Sixty-three (39%) patients had ATAs in the first year after CRT implantation (ATA(+) group). A history of ATA and complete right bundle branch block on the baseline 12-lead ECG were significantly more prevalent in the ATA(+) group than in ATA(−) group (i.e., patients without ATAs within the first year; n=105; P<0.01 and P=0.03, respectively). Paced QRS was longer for patients with than without ATA (166±18 vs. 156±23 ms; P<0.01). The prevalence of patients with QRS narrowing after CRT implantation was lower among patients with than without ATA (20 [33%] vs. 51 [52%]; P=0.02). There were 21 (13%), 19 (12%), and 22 (14%) patients with the longest ATA duration 30s<ATA≤6 min, 6 min<ATA≤24 h, and >24 h, respectively.

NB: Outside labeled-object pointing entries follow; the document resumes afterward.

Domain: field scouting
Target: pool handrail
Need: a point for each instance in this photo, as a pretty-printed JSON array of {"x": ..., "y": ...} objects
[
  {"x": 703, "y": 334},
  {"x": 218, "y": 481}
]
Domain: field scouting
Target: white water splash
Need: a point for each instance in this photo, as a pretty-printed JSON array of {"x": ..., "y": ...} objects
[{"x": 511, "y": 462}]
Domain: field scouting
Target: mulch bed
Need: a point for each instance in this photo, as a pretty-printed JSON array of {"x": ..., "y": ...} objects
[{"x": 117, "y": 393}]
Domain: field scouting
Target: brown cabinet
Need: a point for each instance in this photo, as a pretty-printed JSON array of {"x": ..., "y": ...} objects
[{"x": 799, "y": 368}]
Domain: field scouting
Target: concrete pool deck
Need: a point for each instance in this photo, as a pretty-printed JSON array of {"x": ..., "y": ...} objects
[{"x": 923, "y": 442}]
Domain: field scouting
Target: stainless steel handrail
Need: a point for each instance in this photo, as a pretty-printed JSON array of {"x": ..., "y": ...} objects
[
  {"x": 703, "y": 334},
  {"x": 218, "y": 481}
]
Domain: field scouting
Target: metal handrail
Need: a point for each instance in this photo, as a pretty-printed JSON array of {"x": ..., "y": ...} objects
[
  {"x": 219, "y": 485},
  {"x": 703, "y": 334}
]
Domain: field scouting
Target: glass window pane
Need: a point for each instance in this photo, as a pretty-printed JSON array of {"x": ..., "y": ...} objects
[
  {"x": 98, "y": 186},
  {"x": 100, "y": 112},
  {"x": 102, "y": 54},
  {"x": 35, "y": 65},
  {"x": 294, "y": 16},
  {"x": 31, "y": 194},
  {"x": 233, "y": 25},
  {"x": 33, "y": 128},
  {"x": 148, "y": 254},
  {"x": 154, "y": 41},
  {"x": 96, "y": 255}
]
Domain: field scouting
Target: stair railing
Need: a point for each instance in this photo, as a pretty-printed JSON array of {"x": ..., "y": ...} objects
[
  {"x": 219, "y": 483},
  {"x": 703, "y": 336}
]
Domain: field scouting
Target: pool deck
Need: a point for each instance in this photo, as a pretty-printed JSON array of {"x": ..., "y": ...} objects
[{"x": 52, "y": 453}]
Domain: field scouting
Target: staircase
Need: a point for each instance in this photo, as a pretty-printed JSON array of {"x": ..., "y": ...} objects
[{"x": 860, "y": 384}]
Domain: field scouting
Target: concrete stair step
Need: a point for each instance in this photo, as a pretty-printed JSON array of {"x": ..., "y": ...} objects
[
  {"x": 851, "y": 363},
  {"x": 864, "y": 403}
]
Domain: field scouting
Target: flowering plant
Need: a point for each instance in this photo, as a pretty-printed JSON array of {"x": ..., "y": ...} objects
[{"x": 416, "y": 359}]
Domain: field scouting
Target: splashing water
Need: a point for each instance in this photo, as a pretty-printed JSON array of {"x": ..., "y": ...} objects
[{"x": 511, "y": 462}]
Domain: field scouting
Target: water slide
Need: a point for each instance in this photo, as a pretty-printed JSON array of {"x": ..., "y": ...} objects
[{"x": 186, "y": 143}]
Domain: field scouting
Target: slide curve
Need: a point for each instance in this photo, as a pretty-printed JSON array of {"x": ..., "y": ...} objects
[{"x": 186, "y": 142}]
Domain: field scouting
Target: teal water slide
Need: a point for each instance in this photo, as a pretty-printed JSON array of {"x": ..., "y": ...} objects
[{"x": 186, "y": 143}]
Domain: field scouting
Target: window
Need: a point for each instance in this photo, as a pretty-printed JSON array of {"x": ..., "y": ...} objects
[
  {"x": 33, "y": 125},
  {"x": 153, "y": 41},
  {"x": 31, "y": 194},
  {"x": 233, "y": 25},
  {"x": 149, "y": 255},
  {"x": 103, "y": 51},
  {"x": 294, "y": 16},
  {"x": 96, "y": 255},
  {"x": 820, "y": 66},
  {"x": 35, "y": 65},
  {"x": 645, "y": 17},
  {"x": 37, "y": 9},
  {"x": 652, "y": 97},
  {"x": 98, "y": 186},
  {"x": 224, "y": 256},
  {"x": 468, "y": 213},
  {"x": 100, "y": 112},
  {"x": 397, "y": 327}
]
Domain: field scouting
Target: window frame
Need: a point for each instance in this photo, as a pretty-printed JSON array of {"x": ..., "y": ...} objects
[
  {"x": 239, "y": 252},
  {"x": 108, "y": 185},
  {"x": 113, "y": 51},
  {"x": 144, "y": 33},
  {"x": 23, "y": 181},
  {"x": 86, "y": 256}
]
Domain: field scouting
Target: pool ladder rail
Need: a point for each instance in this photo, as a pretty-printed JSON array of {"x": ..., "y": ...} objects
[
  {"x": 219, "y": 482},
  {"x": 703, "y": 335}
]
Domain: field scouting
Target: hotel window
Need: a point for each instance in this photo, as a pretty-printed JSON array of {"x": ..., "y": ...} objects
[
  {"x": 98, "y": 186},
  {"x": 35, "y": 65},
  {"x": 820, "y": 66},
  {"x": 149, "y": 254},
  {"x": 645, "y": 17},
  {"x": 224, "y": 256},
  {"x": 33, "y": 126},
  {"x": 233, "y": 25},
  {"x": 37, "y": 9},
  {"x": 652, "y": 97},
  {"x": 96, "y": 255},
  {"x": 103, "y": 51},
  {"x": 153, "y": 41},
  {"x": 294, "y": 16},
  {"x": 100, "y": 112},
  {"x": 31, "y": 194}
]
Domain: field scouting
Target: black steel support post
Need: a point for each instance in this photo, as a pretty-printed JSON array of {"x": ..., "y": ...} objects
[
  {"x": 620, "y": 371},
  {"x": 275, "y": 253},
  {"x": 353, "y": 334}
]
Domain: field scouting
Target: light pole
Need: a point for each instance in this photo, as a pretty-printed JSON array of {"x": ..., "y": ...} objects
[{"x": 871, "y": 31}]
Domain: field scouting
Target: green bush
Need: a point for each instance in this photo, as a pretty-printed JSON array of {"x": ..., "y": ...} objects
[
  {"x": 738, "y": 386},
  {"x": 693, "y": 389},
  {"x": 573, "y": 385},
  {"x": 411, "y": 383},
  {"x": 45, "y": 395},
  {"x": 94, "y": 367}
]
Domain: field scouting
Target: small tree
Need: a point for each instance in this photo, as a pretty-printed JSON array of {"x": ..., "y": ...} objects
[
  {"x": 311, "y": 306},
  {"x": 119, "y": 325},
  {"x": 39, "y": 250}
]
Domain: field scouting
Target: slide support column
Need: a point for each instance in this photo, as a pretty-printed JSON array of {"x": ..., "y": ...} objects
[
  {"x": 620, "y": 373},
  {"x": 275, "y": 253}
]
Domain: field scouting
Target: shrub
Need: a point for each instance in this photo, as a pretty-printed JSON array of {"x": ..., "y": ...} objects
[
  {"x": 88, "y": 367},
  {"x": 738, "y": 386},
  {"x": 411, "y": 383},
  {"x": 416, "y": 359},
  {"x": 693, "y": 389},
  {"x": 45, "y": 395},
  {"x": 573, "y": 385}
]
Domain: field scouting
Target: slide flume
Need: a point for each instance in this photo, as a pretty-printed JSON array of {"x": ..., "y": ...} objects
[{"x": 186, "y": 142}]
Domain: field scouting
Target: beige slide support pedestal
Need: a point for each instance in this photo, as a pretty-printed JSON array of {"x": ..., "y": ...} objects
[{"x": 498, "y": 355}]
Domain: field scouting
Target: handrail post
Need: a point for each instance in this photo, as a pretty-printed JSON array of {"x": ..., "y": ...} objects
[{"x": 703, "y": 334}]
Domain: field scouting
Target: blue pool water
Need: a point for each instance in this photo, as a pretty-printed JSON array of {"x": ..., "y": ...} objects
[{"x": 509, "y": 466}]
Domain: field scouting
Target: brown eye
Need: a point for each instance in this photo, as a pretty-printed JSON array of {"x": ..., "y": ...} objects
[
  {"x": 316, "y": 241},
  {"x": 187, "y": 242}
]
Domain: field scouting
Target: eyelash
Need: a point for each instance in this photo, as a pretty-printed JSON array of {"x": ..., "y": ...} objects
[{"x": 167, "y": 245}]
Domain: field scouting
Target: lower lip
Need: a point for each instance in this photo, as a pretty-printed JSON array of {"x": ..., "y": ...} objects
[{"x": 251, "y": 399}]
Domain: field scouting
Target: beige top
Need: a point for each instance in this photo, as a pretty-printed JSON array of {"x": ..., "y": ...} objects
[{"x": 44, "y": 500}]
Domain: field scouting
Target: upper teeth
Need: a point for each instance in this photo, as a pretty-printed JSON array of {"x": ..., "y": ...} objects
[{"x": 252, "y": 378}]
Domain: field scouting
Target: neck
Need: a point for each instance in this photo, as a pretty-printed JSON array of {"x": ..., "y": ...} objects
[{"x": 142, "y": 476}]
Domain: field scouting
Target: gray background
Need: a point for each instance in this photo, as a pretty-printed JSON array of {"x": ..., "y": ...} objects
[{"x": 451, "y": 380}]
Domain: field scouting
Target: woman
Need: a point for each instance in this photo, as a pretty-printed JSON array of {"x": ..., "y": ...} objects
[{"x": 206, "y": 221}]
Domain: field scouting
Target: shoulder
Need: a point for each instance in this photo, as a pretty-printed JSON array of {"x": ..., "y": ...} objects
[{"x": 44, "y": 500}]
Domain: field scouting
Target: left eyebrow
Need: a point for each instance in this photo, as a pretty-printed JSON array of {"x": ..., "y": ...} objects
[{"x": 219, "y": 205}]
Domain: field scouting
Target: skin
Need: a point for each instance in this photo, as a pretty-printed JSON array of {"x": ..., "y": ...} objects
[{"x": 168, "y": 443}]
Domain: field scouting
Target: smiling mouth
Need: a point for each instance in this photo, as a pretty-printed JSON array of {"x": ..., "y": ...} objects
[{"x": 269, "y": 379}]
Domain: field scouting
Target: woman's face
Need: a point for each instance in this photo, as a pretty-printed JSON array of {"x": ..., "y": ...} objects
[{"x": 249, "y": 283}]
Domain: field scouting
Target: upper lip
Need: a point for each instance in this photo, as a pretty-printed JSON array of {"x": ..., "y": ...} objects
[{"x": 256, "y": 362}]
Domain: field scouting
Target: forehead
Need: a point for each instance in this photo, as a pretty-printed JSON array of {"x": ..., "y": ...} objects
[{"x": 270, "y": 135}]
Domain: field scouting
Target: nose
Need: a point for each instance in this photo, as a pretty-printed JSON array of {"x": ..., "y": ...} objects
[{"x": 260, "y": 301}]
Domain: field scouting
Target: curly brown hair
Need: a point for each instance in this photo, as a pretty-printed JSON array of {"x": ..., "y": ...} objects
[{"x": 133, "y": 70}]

During a median follow-up of 925 days after the first year after CRT-D implantation (IQR 587–1,530 days), there were 483 VA episodes in 40 patients, with 23 (33%) patients in the ATA(+) and 17 (16%) patients in the ATA(−) group experiencing VA (P=0.011). The median VA tachy cycle length was 175 beats/min (IQR 158–212 beats/min), and 30 episodes were terminated by ATP, 8 were terminated by shock, and 2 were self-terminated due to monitor zone. In one case, the VT cycle length was 160 beats/min, and the VT was sustained for 1 min and 30 s. In this patient, VT induced syncope, and then the VT self-terminated. In another case, the patient had slow VT (cycle length 136 beats/min) and the VT was sustained for 16 min and 57 s, and the patient only experienced palpitations. A Kaplan-Meier analysis indicated that there was a significantly higher risk of VA in the ATA(+) than ATA(−) group (log rank P=0.0057; Figure 1).

Figure 1.

Kaplan-Meier analysis of freedom from subsequent ventricular arrhythmia (VA) between patients with and without atrial tachyarrhythmia (ATA(+) and ATA(−), respectively). The ATA(+) group had a significantly higher risk of subsequent VA than the ATA(−) group.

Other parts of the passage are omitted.